Kebijakan PPh 21 Ditanggung Pemerintah untuk sektor Horeka dinilai tidak adil oleh pekerja lintas sektor. Artikel ini mengulas dampaknya terhadap keadilan sosial, daya beli, dan ketimpangan fiskal di Indonesia.
Ketika Pajak Menjadi Cermin Martabat
Di sebuah sudut kedai kopi Bintaro Jaya, seorang barista muda menyambut kabar gembira: gajinya bulan depan tak akan dipotong pajak.Â
Pemerintah menanggung PPh 21 untuk pekerja sektor hotel, restoran, dan kafe. Di meja sebelah, seorang guru les privat hanya tersenyum pahit. Ia juga bekerja keras, juga berpenghasilan rendah, tapi tidak masuk dalam daftar penerima insentif.
Kisah ini bukan sekadar percakapan ringan.
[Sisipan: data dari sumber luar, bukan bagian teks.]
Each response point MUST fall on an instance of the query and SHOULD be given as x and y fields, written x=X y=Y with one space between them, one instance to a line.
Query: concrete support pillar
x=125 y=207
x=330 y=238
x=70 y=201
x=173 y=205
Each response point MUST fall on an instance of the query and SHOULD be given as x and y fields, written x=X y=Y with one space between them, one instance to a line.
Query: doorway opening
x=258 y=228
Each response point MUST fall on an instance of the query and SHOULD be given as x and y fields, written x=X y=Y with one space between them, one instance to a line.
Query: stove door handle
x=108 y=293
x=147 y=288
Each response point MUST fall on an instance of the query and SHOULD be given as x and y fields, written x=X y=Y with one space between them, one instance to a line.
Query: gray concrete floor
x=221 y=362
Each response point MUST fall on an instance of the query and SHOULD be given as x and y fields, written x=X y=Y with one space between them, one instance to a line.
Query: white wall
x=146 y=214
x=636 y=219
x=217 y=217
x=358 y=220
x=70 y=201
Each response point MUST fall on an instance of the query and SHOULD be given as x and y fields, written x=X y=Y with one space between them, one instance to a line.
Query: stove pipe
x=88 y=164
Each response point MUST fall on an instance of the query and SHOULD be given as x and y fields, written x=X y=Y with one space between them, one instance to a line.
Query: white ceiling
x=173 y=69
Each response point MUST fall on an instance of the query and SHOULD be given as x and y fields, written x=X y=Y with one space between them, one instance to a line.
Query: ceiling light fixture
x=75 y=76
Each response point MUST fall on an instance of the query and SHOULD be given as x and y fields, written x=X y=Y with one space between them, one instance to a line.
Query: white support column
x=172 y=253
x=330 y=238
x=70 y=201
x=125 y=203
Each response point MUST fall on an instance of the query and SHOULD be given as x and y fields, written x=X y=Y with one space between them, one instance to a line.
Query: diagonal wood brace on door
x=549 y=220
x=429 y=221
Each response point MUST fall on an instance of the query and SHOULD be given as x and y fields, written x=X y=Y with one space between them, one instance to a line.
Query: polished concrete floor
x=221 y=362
Ia adalah potret kecil dari ketegangan besar: antara logika fiskal dan empati sosial, antara selektivitas kebijakan dan harapan akan keadilan.
Data Pekerja Indonesia: Siapa yang Terlihat, Siapa yang Terlupakan?
Menurut Badan Pusat Statistik (BPS), Indonesia memiliki lebih dari 143 juta pekerja aktif per Februari 2025. Sekitar 59% berada di sektor informal, seperti: guru les, pengemudi daring, pedagang kecil, hingga pekerja kreatif digital. Mereka berkontribusi besar terhadap konsumsi domestik, namun sering luput dari radar kebijakan fiskal.
Sementara itu, pemerintah menargetkan penerimaan pajak sebesar Rp2.189 triliun tahun ini. Untuk mencapainya, sektor jasa dan digital mulai dilirik sebagai ladang pajak baru.Â
Ironisnya, insentif PPh 21 justru diberikan secara selektif kepada sektor Horeka dan padat karya.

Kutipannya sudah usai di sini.